La contre-programmation est un jeu d’équilibre. Le yin et le yang de l’affiche festivalière. L’art d’opposer deux propositions musicales si différentes, mais attirantes, que le spectateur se retrouve devant un heureux dilemme : Pour Some Sugar on Me, ou Guantanamera ? Nous avons tranché : ce sera la Jamaïque et Haïti, du côté de la place George-V, avec le cofondateur des Fugees et les DJ Protoje et King Cruff. Tant pis pour les anciens champions du Combat des clips sur (feu) Musique Plus, qui ont rempli les Plaines, malgré la pluie.
« Si j’ai encore l’énergie, passé cinquante ans ? » Wyclef Jean a répondu à sa propre question en sautant partout sur scène au rythme de Jump Around, classique de House of Pain, millésimé 1992.

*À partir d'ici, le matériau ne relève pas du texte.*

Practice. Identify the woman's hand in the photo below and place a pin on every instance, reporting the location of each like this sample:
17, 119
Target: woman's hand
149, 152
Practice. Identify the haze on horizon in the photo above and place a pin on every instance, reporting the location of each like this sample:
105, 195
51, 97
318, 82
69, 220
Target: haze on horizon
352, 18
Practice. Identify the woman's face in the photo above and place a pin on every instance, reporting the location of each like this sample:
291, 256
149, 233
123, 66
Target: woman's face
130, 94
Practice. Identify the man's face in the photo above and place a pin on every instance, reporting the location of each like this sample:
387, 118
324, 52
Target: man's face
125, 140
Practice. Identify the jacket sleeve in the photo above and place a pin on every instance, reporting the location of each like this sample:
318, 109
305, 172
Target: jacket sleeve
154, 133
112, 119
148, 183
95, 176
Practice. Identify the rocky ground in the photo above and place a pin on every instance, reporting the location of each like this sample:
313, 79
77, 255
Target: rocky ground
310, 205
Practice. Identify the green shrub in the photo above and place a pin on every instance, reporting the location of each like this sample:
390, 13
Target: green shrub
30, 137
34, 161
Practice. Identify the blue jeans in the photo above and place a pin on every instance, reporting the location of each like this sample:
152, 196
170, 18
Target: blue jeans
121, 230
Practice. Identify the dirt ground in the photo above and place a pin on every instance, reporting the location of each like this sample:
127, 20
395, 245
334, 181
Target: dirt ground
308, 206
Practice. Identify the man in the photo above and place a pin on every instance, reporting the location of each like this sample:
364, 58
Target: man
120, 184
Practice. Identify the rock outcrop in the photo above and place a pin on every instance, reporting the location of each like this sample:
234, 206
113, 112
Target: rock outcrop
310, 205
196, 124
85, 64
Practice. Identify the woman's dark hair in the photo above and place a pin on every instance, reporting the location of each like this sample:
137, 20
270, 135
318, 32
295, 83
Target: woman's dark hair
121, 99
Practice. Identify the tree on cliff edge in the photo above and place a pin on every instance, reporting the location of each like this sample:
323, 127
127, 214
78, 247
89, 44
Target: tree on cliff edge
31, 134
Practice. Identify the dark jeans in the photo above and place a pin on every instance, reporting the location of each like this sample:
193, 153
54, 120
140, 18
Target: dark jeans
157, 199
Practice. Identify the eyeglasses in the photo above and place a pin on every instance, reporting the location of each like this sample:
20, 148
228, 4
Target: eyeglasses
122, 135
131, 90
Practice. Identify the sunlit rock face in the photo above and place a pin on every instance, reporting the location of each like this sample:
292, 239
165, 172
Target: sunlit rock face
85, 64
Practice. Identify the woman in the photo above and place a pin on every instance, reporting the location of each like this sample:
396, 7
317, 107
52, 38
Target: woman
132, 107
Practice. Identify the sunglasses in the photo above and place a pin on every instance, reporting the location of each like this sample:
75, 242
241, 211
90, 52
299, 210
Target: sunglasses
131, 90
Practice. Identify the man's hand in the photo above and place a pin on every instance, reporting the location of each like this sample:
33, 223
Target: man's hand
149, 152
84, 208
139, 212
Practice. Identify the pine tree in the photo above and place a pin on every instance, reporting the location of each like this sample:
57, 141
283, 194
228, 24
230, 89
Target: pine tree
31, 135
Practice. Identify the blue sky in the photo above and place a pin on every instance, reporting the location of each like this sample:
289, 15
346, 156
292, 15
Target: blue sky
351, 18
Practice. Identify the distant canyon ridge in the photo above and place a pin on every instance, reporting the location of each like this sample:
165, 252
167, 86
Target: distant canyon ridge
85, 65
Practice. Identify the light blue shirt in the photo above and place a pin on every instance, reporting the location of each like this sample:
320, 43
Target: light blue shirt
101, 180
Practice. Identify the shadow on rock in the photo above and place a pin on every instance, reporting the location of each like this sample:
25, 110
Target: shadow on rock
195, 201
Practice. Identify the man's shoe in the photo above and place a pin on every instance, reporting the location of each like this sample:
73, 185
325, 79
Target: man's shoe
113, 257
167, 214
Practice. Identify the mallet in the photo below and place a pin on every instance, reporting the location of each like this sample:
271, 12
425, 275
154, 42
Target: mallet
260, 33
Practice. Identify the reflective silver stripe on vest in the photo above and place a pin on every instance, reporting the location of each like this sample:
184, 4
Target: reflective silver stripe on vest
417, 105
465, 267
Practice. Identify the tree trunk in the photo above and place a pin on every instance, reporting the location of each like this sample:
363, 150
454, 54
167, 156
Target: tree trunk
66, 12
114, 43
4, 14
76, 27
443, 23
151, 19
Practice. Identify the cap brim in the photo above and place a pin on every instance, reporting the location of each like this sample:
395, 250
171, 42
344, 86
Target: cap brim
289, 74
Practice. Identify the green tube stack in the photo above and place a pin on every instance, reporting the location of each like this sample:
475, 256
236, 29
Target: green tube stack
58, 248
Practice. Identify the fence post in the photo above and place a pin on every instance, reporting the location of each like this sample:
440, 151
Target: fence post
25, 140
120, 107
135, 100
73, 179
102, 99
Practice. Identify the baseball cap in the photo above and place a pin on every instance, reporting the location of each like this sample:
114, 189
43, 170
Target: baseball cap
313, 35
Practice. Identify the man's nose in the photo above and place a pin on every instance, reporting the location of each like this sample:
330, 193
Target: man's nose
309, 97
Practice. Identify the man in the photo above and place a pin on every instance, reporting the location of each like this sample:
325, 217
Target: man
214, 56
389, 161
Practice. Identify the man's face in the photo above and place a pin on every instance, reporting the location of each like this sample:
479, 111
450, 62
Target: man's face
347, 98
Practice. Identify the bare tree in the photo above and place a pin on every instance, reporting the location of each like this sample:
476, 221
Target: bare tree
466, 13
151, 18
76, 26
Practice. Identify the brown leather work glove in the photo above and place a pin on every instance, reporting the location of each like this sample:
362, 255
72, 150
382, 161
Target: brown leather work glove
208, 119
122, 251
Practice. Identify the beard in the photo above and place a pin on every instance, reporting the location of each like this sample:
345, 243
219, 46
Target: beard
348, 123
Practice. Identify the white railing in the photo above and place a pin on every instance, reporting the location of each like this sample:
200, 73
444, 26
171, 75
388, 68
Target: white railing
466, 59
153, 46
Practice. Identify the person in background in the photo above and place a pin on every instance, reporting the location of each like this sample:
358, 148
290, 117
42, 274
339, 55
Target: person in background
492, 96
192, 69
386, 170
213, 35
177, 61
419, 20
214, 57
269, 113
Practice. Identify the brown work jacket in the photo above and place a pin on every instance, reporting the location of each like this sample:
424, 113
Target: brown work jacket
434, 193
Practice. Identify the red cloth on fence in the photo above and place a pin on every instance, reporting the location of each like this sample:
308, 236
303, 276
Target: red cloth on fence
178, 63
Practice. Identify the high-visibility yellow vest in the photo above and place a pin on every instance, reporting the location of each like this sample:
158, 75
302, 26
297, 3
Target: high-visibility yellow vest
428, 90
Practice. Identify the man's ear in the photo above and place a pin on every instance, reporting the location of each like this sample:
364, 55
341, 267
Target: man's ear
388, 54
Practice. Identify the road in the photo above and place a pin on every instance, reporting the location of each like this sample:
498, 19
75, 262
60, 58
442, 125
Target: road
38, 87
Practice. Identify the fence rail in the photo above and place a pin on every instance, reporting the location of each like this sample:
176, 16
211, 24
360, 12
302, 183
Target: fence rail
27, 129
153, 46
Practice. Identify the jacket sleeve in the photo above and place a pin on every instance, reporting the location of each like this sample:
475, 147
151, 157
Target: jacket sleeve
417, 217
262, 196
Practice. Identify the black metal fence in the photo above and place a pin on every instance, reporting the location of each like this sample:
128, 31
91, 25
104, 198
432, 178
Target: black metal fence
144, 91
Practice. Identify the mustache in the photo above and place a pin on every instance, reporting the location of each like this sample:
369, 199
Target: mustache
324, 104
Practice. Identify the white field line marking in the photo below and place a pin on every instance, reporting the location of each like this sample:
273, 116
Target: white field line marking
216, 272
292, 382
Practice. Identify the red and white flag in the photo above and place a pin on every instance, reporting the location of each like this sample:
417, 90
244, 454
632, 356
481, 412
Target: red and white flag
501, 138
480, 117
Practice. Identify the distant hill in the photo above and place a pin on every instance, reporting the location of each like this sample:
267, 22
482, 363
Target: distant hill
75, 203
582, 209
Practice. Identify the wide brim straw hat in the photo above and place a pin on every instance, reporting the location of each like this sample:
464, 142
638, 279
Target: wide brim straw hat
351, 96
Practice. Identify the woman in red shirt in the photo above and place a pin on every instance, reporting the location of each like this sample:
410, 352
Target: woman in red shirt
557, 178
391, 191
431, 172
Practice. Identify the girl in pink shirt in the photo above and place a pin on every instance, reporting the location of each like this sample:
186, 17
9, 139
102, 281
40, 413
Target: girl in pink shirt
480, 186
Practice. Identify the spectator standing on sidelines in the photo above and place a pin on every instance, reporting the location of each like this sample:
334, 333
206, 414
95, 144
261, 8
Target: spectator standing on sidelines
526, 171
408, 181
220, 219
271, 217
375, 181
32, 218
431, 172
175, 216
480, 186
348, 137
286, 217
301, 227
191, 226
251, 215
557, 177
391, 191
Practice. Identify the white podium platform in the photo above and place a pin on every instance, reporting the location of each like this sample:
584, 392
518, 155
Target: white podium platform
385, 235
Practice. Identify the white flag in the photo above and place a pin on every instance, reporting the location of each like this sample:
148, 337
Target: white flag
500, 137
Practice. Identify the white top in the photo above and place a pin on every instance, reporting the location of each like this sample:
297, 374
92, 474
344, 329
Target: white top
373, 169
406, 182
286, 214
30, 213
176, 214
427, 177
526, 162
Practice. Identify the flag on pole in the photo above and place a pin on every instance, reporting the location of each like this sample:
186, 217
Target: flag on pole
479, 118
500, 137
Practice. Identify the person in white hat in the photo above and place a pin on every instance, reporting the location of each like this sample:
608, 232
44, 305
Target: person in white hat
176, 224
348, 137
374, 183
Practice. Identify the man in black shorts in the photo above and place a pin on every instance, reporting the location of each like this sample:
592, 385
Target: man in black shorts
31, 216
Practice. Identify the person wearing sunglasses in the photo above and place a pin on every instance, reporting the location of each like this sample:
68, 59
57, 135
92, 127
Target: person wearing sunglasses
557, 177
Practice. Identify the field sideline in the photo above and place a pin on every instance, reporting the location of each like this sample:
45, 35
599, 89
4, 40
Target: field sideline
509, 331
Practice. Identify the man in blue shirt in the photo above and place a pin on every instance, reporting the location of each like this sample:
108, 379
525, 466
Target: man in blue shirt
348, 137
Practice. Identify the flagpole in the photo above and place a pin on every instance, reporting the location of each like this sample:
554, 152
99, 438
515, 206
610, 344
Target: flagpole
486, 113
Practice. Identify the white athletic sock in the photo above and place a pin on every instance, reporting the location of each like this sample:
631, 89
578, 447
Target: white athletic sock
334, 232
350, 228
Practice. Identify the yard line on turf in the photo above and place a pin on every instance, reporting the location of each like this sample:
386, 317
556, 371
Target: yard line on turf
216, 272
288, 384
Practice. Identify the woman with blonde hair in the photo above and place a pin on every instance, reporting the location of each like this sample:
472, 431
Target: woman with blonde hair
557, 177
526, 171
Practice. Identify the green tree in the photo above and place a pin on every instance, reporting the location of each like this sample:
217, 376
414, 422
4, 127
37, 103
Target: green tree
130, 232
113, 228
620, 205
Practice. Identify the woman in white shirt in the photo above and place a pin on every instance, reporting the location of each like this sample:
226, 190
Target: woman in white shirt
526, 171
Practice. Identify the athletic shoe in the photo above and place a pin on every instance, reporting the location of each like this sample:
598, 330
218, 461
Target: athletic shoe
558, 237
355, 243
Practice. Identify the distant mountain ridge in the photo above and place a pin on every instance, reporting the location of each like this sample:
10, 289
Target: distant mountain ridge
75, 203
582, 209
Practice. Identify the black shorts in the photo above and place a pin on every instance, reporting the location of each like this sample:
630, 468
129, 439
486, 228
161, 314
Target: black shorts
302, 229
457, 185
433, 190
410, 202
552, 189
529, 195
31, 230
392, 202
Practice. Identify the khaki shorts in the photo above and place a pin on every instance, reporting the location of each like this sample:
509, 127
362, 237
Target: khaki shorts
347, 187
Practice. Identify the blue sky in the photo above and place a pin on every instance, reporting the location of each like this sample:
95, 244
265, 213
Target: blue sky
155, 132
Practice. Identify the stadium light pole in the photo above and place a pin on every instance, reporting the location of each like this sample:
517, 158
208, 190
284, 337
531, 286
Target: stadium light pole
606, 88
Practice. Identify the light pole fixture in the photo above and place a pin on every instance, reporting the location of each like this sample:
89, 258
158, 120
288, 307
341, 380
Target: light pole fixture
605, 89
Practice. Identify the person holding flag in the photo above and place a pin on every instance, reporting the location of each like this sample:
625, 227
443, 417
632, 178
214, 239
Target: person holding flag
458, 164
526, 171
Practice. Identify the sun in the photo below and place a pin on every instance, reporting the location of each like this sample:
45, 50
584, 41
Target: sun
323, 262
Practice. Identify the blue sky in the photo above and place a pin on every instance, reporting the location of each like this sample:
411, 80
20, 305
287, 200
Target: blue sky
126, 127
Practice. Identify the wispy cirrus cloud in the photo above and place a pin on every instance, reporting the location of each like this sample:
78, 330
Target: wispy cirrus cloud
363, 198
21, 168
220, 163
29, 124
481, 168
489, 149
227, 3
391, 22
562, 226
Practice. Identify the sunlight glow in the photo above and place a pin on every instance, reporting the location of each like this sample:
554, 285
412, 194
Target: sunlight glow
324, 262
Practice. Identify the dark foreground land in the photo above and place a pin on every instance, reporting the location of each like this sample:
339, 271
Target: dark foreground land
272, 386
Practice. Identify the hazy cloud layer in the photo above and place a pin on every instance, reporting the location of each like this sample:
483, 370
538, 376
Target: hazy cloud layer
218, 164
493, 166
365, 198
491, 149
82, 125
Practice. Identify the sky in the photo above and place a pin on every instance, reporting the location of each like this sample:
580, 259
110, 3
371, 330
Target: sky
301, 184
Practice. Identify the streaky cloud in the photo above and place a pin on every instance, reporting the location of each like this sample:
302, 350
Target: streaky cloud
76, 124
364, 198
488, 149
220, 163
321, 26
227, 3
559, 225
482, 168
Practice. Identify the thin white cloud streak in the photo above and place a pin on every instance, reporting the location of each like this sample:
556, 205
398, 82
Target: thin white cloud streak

Le concert de l’hyperactif musicien a, dès Ready or Not (de son groupe The Fugees, 1996), pris la forme d’un DJ set, l’auteur-compositeur-interprète américain aux racines créoles et ses accompagnateurs (batteur, bassiste, DJ, quatre danseuses dans leur costume de carnaval à paillettes) enfilant les unes dans les autres les succès de son groupe, ses propres succès solo, et ceux des autres, qu’il a fréquemment échantillonnés d’ailleurs — Killing Me Softly de Roberta Flack recyclée avec les Fugees, Stayin’Alive des Bee Gees sur We Trying to Stay Alive, tirée de son album classique The Carnival (1997).
Tantôt à la guitare électrique, au contrôle des platines ou assis derrière la batterie, Jean ne tenait pas en place. Aux autres, sur scène ou devant, de tenter de le suivre dans ce généreux mélange de succès rap, pop, funk, reggaeton — il a évidemment joué un bout de son immanquable duo avec Shakira, Hips Don’t Lie, enfilé après sa version de Guantanamera, chantée celle-là sur le riddim Dembow, la graine qui a germé pour donner le fruit du reggaeton.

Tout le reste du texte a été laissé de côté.